En 1911, l'Ecole Professionnelle de l'Est est florissante. L'enseignement est général, industriel, commercial. Depuis les classes primaires jusqu'aux préparations aux Arts et Métiers. Les ateliers ont des sections fer, bois, filature, tissage, fonderie, électricité. Les élèves viennent du quartier pour les plus jeunes, pour les autres, de toute la France et d'Alsace-Lorraine annexée. D'Europe et d'Asie pour les étudiants de l'Ecole Supérieure de Commerce voisine. En 1913, la Ville de Nancy propose la fusion de l'EPE avec l'Ecole Primaire Supérieure pour créer une grande école d'apprentissage. Ce projet n'aboutit pas.

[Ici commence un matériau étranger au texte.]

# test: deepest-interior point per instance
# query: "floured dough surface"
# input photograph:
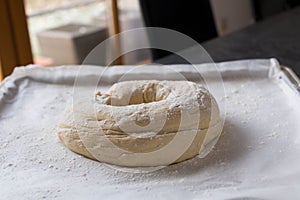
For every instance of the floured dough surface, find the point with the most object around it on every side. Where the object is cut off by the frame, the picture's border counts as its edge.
(142, 123)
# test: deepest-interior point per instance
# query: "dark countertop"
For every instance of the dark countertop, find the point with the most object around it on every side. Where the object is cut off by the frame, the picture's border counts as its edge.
(277, 37)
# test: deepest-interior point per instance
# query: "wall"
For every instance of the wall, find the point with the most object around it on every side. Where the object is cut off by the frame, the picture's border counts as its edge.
(232, 15)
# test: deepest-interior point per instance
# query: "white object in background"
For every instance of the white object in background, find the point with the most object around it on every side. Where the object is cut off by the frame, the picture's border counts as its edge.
(232, 15)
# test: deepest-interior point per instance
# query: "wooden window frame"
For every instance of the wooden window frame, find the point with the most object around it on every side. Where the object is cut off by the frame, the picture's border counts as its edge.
(15, 48)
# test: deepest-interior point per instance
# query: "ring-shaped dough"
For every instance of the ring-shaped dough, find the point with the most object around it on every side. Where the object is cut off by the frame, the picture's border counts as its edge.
(141, 117)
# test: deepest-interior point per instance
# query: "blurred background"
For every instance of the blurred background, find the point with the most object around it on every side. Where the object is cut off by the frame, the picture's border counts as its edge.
(59, 32)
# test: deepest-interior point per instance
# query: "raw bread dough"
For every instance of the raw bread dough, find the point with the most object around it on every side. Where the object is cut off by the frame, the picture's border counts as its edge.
(142, 123)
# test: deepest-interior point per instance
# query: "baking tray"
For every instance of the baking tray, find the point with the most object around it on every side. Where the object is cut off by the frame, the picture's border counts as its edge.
(256, 157)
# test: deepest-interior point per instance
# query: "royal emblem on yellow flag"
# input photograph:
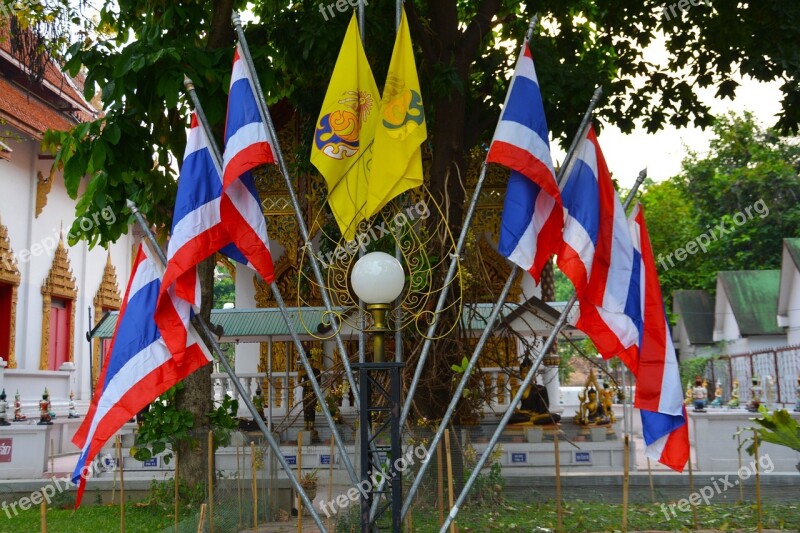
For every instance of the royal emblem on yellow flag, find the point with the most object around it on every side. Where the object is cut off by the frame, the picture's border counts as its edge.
(343, 137)
(397, 157)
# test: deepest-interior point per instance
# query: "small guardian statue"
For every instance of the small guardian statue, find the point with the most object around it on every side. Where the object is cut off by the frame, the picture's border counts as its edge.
(18, 416)
(3, 409)
(44, 410)
(734, 402)
(73, 412)
(717, 402)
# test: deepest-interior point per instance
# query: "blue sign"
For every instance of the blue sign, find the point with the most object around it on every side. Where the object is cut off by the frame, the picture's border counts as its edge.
(519, 457)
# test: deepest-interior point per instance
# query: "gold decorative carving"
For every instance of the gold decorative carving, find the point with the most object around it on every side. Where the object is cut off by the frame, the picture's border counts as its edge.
(60, 283)
(107, 297)
(9, 274)
(43, 186)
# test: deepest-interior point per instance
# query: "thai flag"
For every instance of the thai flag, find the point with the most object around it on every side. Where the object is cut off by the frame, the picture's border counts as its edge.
(137, 369)
(247, 145)
(597, 254)
(533, 218)
(659, 394)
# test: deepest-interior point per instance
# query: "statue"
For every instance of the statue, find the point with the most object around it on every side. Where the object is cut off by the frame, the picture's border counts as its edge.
(717, 402)
(591, 410)
(734, 403)
(44, 410)
(73, 412)
(535, 404)
(18, 416)
(755, 395)
(699, 395)
(309, 399)
(3, 409)
(797, 394)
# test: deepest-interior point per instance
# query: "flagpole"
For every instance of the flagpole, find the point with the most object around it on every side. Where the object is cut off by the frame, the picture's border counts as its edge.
(562, 319)
(301, 225)
(451, 272)
(279, 300)
(208, 337)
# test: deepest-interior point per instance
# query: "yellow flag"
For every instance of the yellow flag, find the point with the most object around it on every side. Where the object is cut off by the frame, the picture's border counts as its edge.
(342, 148)
(397, 157)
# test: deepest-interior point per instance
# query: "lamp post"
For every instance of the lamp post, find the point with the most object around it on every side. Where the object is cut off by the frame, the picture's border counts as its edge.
(377, 279)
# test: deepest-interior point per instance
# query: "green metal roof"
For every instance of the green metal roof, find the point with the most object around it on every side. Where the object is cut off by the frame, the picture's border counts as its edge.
(753, 295)
(696, 308)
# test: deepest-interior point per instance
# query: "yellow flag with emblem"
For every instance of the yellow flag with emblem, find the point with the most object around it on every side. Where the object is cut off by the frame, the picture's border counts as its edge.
(343, 137)
(397, 156)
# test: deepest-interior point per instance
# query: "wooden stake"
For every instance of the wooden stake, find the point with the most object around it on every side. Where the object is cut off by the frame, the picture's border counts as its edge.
(559, 511)
(210, 482)
(440, 483)
(691, 491)
(121, 487)
(625, 481)
(177, 494)
(450, 501)
(758, 481)
(739, 472)
(254, 484)
(299, 477)
(330, 481)
(201, 522)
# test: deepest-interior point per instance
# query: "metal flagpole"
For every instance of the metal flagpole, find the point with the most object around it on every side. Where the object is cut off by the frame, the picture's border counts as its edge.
(562, 319)
(493, 318)
(429, 335)
(201, 118)
(298, 214)
(205, 333)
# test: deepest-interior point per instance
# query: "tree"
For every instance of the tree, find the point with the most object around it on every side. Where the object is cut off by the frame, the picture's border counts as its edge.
(740, 201)
(140, 51)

La Ville vient de créer un cours professionnel, industriel et commercial, ouvert le 10 novembre 1909. C'est l'un des premiers cours de France destinés à accueillir les apprentis en formation dans les entreprises. Bien avant l'application de la loi Astier. Trois fois par semaine, très tôt matin, les employés des Magasins Réunis, les apprentis de la Compagnie Générale Electrique viennent dans les locaux exigus de l'EPS Grande Rue. Les cours de mécaniciens en automobiles sont créés en 1924. Ces cours iront ensuite Rue Cyfflé, Rue des Jardiniers, Rue Lionnois, Avenue Paul Déroulède à Laxou, Rue de Bonsecours enfin (actuellement CFA AMI).